Search and social raid
Interest from marketers is also high. Concrete Playground teased CP Trips at the Digital Publisher Alliance Upfronts earlier this month.
“We're working more deeply with a lot of tourism operators now. From an awareness perspective, this allows us to work with them in an acquisition capacity as well. That opens up more budget for us to try and do more with – because we can be full funnel; we’re essentially driving people from inspiration all the way through to action.”
He said travel advertisers also grasp the “trust and credibility publishers can provide and the power of publishers to drive acquisition in a different, and sometimes much more cost effective way than paid search or social, which is ultimately what a lot of them are relying heavily on.”
Meanwhile, Concrete Playground aims to retarget its circa 150,000 logged-in users and 140,000 email subscribers to boost conversion rates and is now mulling investment in a customer data platform (CDP) to better enable that approach.

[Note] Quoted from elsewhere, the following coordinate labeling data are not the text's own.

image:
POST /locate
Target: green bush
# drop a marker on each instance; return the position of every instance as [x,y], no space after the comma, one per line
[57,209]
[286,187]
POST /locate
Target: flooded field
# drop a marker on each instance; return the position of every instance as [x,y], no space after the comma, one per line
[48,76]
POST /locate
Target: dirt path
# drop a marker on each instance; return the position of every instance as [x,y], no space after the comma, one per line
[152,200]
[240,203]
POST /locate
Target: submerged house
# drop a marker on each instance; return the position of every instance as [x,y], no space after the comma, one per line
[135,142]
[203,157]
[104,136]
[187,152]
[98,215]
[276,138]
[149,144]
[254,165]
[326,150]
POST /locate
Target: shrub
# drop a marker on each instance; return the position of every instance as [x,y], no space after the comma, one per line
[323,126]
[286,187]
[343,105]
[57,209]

Either way, Fogarty said the Travlr platform investment “has already washed its face” due to “the increased briefs and responses” that have landed with the publisher since focusing more heavily on travel. As such, he thinks getting into the travel operator game is a triple win – stronger publishing revenue from travel advertisers, a circa 20 per cent margin from trips booked through the platform, and the prospect of significant purchase data to boot – which should keep re-feeding the commerce machine, potentially across broader verticals.
“We’ll be able to prove the value of our travel campaigns, because we know if we are converting or not. Hopefully that will prove the rest of the model to drive transactions,” said Fogarty. “So it’s [ultimately] not just travel-focused but lifestyle-focused, and there is power there.”